Second, solve the solvable problems. Most families approaching an inheritance dispute try to settle every grievance at once — birth order, gender, who did the work, who left, who stayed. Dr. Caldeira urged a different approach. Identify what everyone can agree on. Almost every Guyanese family can agree that the original work of the parent or grandparent who acquired the asset deserves to be honored, and that the family deserves to benefit from that work. Build outward from that one shared point. Leave the unsolvable conflicts for another conversation, or for another generation.

Third, start with regular family meetings. The pandemic taught many Guyanese families to gather on Zoom on a Sunday afternoon. Dr. Caldeira’s recommendation was to keep that habit and use it. Half an hour. Light agenda. No heavy decisions in the first sitting. The goal is not to resolve the inheritance question in a single meeting; the goal is to make the family a body capable of having the conversation when the time comes.

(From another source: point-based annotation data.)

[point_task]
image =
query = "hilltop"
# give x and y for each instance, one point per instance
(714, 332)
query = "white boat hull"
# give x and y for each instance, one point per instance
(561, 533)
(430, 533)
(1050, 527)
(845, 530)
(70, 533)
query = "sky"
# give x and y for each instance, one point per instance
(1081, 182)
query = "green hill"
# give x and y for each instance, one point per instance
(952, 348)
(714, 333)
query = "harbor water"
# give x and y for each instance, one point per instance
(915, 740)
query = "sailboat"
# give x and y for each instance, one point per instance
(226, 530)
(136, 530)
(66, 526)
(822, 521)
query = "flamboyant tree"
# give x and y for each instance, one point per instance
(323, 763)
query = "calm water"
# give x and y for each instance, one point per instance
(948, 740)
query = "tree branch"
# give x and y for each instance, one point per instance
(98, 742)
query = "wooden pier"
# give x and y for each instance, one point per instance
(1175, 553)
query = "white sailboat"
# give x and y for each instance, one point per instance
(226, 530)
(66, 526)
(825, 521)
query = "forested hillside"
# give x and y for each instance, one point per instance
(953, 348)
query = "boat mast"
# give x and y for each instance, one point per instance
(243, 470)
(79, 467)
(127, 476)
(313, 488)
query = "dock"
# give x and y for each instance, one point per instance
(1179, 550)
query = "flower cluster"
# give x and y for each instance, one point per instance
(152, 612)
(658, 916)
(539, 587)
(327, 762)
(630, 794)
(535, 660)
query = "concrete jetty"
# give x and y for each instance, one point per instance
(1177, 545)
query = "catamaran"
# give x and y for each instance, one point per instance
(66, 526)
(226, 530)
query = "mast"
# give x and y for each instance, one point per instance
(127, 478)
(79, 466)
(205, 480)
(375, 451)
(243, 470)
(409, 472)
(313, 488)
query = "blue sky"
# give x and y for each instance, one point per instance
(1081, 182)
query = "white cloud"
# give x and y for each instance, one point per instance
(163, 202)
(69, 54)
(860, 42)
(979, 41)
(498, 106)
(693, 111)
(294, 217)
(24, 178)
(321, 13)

For families already in serious conflict, professional support matters — and Guyana now has more of it than a generation ago: a mental health unit at the Ministry of Health, clinical psychology training at the University of Guyana, and an updated Mental Health Act, championed by our fellow Queen’s College classmate Dr. Frank Anthony, that finally retired the colonial-era statute criminalizing attempted suicide. Practitioners in private practice are oversubscribed, which is itself, paradoxically, evidence of progress.

The Two Truths We Must Hold Together

The challenge, perhaps, is learning to hold two truths together at once.

The family home is both memory and instrument. The family itself is both wound and resource. The history we inherit is both burden and gift. Dr. Caldeira asked us to add one more pair to that list: we can embrace, with our full intellectual force, the academic and economic intelligences that have served us well, and at the same time we can embrace the emotional intelligence we have too often left untrained. These are not competing investments. They are the same investment.

Repair, she insisted, is possible. The only condition under which it is not possible is the presence of violence or its threat — there she was unflinching. Everywhere else, repair is on the table.

The inheritance gridlock will not be unlocked by lawyers alone, nor by economists alone. It will be unlocked, family by family, by people willing to sit at a kitchen table and say to one another the things our parents and grandparents could not bring themselves to say. The legal instruments will follow. The wealth will follow. But first, the conversation.

“Repair is possible. We have all the resources available to us now. We should access them.”

Terrence Richard Blackman, Ph.D. is Professor and Chair of the Department of Mathematics at Medgar Evers College, City University of New York, and Founder/Publisher of the Guyana Business Journal. He hosts the *Transforming Guyana* webinar series, through which this conversation with Dr. Nathilee Caldeira was originally broadcast.